Member of the House of Representatives
- In office 3 June 1986 – 17 May 1994 30 August 1994 – 19 May 1998

Member of the States of Limburg
- In office 7 June 1978 – 3 June 1986

Member of the municipal council of Grubbenvorst
- In office 3 September 1974 – 1 September 1978

Personal details
- Born: 26 March 1940 Grubbenvorst, Netherlands
- Died: 22 November 2016 (aged 76) Grubbenvorst, Netherlands
- Party: Labour Party

= Servaas Huys =

Dutch politician (1940–2016)

Jozef Servaas Huys (26 March 1940 – 22 November 2016) was a Dutch politician. A member of the Labour Party, he served in the House of Representatives between 1986 and 1998. He previously served on the local and provincial political levels of his native Limburg.

==Career==
Huys was born on 26 March 1940 in Grubbenvorst. He attended schools in his hometown and Venlo. Huys was a teacher from 1963 to 1965. He subsequently became a worker in sociocultural training, between 1969 and 1975 he was director of sociocultural training center. From 1976 to 1979 Huys was a teacher at a school for lower economic and administrative education. From 1979 to 1986 he was part-time director at Sociocultural Training Center for Working Young People.
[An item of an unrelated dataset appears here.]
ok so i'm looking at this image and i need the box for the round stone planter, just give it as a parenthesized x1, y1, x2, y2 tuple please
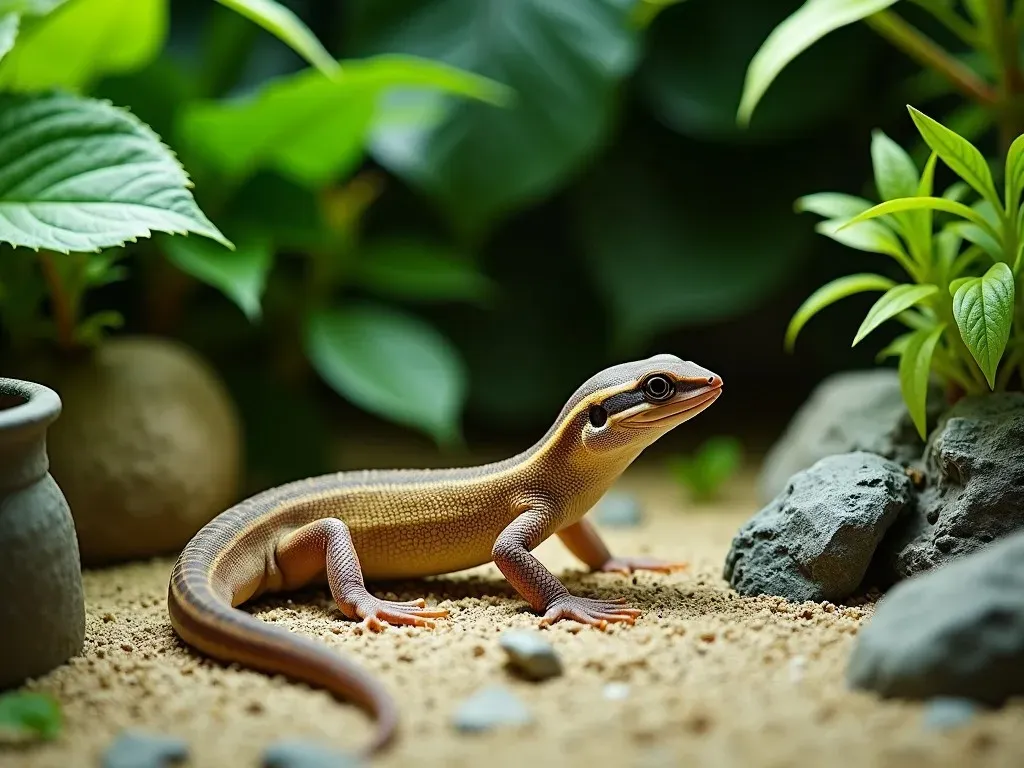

Huys started his political career for the Labour Party in the municipal council of his hometown, Grubbenvorst. He was a member from 3 September 1974 to 1 September 1978. On 7 June 1978 he became a member of the States of Limburg. Huys would continue to serve until 3 June 1986, when he started as member of the House of Representatives. He was a member until 17 May 1994 and subsequently from 30 August 1994 to 19 May 1998. In the House he dealt primarily with agriculture, fisheries and education. After his time in office Huys held a list of administrative positions. From 1998 to 2010 he also served as chair on a commission regarding the Peelvenen, an area encompassing the Mariapeel.

Huys was invested as a Knight of the Order of Orange-Nassau on 18 May 1998. He died in Grubbenvorst on 22 November 2016, after suffering from a long illness.